Resa membuang napas setelah terdiam beberapa lama. Di hadapannya, satu kartu yang mungkin sana berisi banyak uang, dan di sebelah kartu itu adalah beberapa lembar uang cash yang boleh digunakan kapan saja.
Ya, boleh.
Boleh bukan berarti bisa. Namun di sini dia boleh dan katanya bisa memakainya sesukanya. Untungnya Resa cukup tahu diri dan menyadari bahwa tidak semua orang mendapatkan uang melimpat setiap menit seperti ayahnya.
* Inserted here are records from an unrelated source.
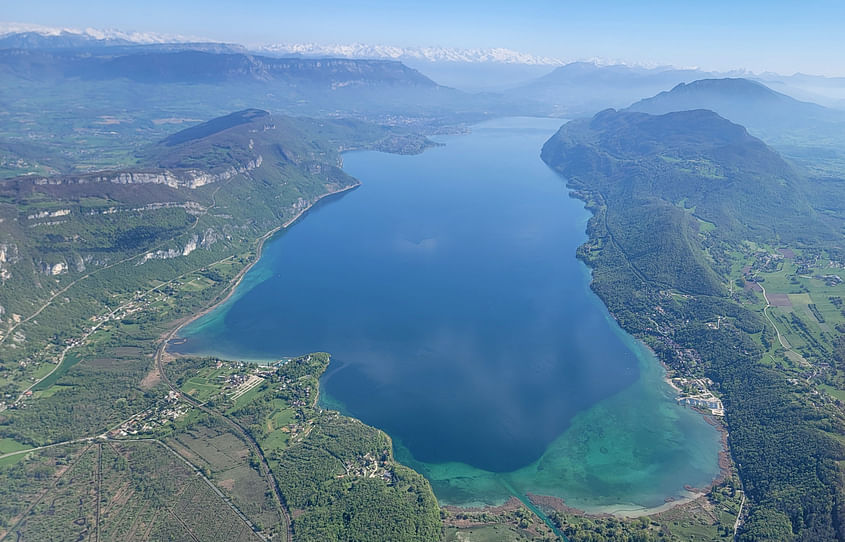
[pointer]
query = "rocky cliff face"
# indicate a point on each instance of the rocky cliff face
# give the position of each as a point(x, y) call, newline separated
point(187, 178)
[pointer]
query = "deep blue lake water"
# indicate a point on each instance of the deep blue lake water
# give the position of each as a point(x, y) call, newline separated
point(447, 290)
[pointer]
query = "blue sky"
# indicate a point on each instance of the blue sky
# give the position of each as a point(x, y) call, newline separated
point(784, 36)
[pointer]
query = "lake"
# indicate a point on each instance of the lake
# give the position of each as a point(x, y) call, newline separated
point(460, 322)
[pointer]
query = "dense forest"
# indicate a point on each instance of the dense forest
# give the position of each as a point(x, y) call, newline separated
point(652, 182)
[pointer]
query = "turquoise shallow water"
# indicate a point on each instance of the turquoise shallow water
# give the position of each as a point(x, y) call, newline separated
point(460, 322)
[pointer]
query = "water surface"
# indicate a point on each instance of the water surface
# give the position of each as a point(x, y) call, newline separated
point(447, 290)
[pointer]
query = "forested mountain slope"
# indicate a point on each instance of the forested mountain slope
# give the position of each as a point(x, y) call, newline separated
point(677, 199)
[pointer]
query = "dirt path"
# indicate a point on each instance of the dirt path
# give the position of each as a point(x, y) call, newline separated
point(738, 521)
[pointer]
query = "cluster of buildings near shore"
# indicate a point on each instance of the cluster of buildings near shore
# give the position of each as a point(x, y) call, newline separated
point(699, 396)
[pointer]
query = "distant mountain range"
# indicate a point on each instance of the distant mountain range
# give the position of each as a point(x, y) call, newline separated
point(777, 118)
point(427, 54)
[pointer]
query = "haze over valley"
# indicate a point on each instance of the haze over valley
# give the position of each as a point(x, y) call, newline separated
point(422, 273)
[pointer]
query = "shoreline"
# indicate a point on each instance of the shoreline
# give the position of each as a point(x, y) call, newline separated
point(236, 280)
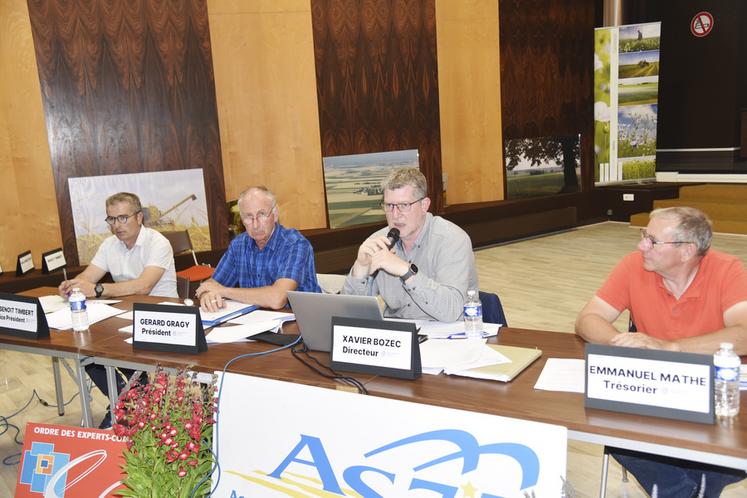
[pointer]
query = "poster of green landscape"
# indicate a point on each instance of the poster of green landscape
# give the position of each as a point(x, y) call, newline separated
point(353, 185)
point(626, 92)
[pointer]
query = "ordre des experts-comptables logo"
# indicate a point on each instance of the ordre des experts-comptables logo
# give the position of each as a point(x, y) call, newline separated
point(45, 471)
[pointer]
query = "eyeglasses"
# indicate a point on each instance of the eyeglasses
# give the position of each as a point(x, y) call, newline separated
point(651, 240)
point(122, 218)
point(261, 217)
point(402, 207)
Beberapa orang harus bekerja keras untuk mendapatkan selembar uang, dan oleh sebab itu Resa harus menghormati uang apa lagi jika itu bukan miliknya.Lebih lagi, jika uang itu adalah milik mantan yang pernah dia sakiti dan sekarang berbaik hati menolongnya.
Resa bisa menelepon Gyuri dan minta dibawakan uang berapa pun, tapi dia sedang sangat malas menghubungi siapa pun sekarang. Namun di sisi lain perutnya kelaparan dia dia butuh makan. Makan butuh uang. Sungguh kombinasi yang menyebalkan, tetapi membuat Resa mengambil keputusan pasrah dengan mengambil dua lembar uang pemberian Defandra.
"Kamu nggak bawa apa pun selain badan. Meskipun uang nggak ada artinya lagi buatmu, tapi kamu tetap butuh uang untuk bertahan hidup."
Kalimat cowok itu masih terngiang sampai sekarang, membuatnya tambah kagum dengan kemampuan Defandra yang selalu detail pada hal-hal kecil meskipun tingkahnya terkenal slengekan. Dan mengagumkannya lagi, Defandra tidak perlu menunggu diminta melakukan sesuatu.
Resa membuang napas sekali lagi, lalu bergumam pada diri sendiri.
"Tenang, kita balikin uangnya nanti."
Seolah, Defandra mau saja menerimanya.
***
"Gimana bisa kamu kepikiran dia bakalan ke sana?"
Defandra hanya menuju tempat yang dia ingat, dan sesungguhnya tidak begitu yakin dengan instingnya sendiri. Siapa sangka Resa betul-betul ada di sana, mendirikan tenda bintang lima dan memancing di tepian danau.
"Bahkan kami nggak kepikiran dia bakalan ke sana."
"Tanpa uang dan tanpa apa pun dia nggak bakalan pergi jauh dari rumah." Defandra mengedik. "Tapi aku masih penasaran gimana caranya dia dapat tenda semacam itu."
"Apa pentingnya gimana caranya. Yang terpenting dia selamat dan punya tempat tidur malam itu."
Memang benar, tapi tetap saja Defandra penasaran.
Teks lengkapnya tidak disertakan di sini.